De Oostenrijkse schrijver en dichter Ferdinand von Saar werd geboren op 30 september 1833 in Wenen. Hij stamde uit een in de adelstand verheven ambtenarenfamilie. Hij bezocht in Wenen o.a. het gymnasium en nam in 1849 dienst in het leger. In 1854 werd hij luitenant. In 1871 beëindigde hij zijn officiersloopbaan. Hoge schulden uit zijn diensttijd leidden echter in de daaropvolgende jaren tot verschillende gevangenisstraffen. In 1871 werd hij door adellijke beschermvrouwen van de ergste nood verlost. In 1877 zorgde de publicatie van zijn Nove
llen aus Österreich
voor literaire erkenning.
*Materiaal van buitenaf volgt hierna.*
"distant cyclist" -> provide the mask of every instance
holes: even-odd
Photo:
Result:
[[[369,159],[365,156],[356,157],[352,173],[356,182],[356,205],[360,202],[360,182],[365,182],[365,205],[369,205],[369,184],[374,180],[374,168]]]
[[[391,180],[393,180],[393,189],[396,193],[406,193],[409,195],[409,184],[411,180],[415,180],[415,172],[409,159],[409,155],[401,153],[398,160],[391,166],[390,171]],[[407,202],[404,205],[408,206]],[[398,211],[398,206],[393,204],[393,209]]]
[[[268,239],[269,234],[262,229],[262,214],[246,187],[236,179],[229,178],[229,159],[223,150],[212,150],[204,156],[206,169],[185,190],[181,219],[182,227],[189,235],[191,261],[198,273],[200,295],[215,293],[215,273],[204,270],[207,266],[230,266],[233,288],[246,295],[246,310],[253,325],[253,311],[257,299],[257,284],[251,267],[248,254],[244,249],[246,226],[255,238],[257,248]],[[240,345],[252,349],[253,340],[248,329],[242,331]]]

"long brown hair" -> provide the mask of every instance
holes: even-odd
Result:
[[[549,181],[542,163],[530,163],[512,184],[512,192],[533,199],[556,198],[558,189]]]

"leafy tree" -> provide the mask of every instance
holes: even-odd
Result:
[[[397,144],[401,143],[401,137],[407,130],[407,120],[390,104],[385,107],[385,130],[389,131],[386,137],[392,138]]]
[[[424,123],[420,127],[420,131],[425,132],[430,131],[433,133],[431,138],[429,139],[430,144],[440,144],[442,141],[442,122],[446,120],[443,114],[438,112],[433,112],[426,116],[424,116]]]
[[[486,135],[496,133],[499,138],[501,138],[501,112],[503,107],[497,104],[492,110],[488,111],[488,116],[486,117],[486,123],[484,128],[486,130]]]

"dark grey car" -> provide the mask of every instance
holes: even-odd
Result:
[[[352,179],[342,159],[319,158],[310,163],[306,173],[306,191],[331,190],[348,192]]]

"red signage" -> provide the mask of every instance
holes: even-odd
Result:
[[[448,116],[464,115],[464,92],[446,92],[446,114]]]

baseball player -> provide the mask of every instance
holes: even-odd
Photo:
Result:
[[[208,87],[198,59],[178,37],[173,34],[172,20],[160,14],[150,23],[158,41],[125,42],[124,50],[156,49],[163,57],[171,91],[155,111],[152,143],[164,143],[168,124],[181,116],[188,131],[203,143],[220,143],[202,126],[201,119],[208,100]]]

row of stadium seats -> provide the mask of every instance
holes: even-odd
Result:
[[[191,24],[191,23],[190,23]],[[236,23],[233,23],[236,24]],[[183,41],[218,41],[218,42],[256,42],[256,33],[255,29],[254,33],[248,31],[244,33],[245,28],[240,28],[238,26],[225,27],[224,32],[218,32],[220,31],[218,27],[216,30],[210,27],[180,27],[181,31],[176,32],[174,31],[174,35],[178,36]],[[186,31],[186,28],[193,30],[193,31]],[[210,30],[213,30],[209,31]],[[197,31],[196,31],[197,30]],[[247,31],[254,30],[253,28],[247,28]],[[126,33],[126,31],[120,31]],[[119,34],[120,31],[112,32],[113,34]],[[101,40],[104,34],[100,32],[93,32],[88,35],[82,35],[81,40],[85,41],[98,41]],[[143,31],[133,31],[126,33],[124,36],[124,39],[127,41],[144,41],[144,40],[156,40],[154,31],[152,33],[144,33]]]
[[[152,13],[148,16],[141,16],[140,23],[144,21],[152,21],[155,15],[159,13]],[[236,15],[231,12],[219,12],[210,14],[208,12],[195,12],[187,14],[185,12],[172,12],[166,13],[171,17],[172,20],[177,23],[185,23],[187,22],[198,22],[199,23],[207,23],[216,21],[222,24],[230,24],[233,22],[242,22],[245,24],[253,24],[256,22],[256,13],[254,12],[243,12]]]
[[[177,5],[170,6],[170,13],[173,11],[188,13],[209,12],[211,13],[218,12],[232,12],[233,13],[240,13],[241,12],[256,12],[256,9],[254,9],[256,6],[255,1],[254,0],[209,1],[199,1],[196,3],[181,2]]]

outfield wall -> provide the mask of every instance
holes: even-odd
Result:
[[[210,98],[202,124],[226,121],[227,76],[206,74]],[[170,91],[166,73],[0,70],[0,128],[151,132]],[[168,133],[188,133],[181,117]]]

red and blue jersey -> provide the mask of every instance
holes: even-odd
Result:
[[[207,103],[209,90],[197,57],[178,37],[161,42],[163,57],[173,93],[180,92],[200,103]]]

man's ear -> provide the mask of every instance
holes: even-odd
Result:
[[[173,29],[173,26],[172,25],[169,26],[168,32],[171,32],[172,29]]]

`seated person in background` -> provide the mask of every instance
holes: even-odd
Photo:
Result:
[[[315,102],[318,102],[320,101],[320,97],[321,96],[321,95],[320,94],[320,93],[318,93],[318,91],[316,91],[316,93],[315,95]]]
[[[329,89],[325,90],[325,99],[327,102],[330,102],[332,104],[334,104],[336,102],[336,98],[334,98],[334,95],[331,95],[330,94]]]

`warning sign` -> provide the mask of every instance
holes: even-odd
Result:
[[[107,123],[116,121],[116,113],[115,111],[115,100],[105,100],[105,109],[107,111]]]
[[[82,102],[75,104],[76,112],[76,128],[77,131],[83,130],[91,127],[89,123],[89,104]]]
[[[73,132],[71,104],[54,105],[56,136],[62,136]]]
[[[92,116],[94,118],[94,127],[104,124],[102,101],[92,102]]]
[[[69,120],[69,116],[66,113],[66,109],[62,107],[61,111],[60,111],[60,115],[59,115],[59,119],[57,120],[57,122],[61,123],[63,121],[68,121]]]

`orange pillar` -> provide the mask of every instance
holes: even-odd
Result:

Zijn grootste succes werden de Wiener Elegien in 1893. De laatste jaren van zijn leven werd hij geplaagd door ziekte en zware depressies. Nadat aan zijn huwelijk al in 1884 door de zeldmoord van zijn vrouw een tragisch einde was gekomen maakte von Saar zelf in 1906 ook zelf een einde aan zijn leven.

 

Wiener Elegien

 

1.

 Also seh’ ich dich wieder, du schimmernde Stadt an der Donau,
Die ich seit Jahren bereits nur mehr im Fluge gestreift!
Traut umfing mich ein ländliches Heim, es heischte die Muse
Ernsteste Sammlung – und so hielt ich mich selber verbannt.
Jetzt, am Abend des Lebens, nach fast vollendetem Tagwerk,
Treibt Erinnrung mich, treibt mich die Sehnsucht zurück.
Freilich bist du nicht mehr, die du warst! Es gingen die Zeiten
Mit veränderndem Lauf über dein Weichbild dahin.
Altes, Gewohntes versank, daran mir die Seele gehangen,
Und ein Fremdling längst bin ich dem neuen Geschlecht.
Aber es weht noch die Luft herüber vom Kahlengebirge,
Die ich geatmet als Kind, die mich zum Manne gereift;
Noch zu gewahren dem Aug’ sind Reste entschwundener Tage,
Still wehmütig erfreun sie des Elegikers Herz.
Und so sei mir gegrüßt! Für immer nun bleib’ ich der Deine,
Ob du auch nie mich vermißt, hältst du mich liebend doch fest.
Singen will ich ein Lied dir noch als treuster der Söhne –
Und wo die Wiege mir stand, find’ ich zuletzt auch ein Grab!